The Nobel Committee cited Obama’s "extraordinary efforts to strengthen international diplomacy and cooperation between peoples," but the ongoing war in Iraq and deepening U.S. involvement in Afghanistan will lend a touch of irony to the acceptance ceremony.
The White House said Obama would acknowledge his role as a war president, and he would mention his decision to commit more U.S. forces to Afghanistan. "We'll address directly the notion, I think, that many have wondered, which is the juxtaposition of the timing for the Nobel Peace Prize and his commitment to add more troops into Afghanistan," said White House spokesman Robert Gibbs. "That's obviously something that he will address."
Questions of Obama’s fitness for such an award were voiced as soon as the Nobel Committee made its decision known. Matters were exacerbated by the fact that someone would have had to nominate Obama a mere 11 days into his presidency since the nomination deadline was February 1.
Obama and the White House have painted the award as being more about America’s leadership role on the world stage than about the President’s personal accomplishments. "To be honest, I do not feel that I deserve to be in the company of so many of the transformative figures who've been honored by this prize," Obama declared in remarks he made on October 9. "I do not view it as a recognition of my own accomplishments, but rather as an affirmation of American leadership on behalf of aspirations held by people in all nations."
This same humble tone is likely to be echoed in Oslo during Obama’s acceptance speech. Even if the prize is more about future potential than past deeds, this still places a heavy burden on Obama to deliver results that promote peace or risk appearing even more unfit for the honor.
Only two prior U.S. Presidents have been declared worthy of a Nobel Peace Prize while still in office — Theodore Roosevelt in 1906 and Woodrow Wilson in 1919. Obama is the only one to win in his first year in office.

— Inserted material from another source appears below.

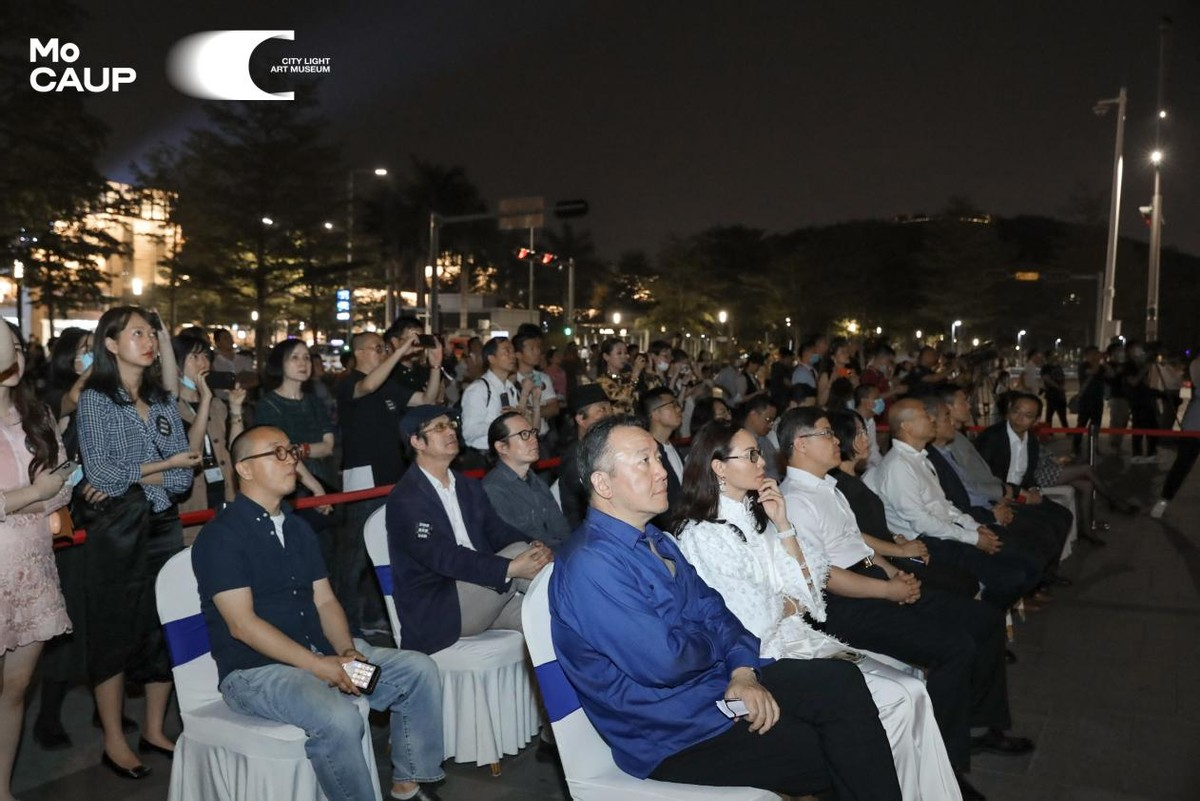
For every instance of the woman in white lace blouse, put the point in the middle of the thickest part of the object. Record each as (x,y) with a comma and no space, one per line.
(735,531)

Danielle Pletka, vice president of foreign and defense policy studies at the American Enterprise Institute, said that Obama should evidence humility during his acceptance since he has no real accomplishments to point to. "I think the best thing he can do is to take the prize and accept it in the name of those who the Nobel committee apparently didn't want to consider and who really are deserving," Pletka stated. She pointed to the Iranian people and to Rebiya Kadeer, president of the World Uighur Congress, as potential recipients who had done more for world peace.
Republican strategist Kevin Madden called the fact that Obama is presiding over two wars "the elephant in the room. They're going to have to acknowledge it." Appearing on ABC News Now’s Top Line, Madden said: "What you're going to see is the White House project an image that says, 'this isn't about me, and this is about the people who actually have done something. This is a shared reward, a shared responsibility.' And sort of deflect away from his most recent actions, which was to essentially increase troop movement in Afghanistan."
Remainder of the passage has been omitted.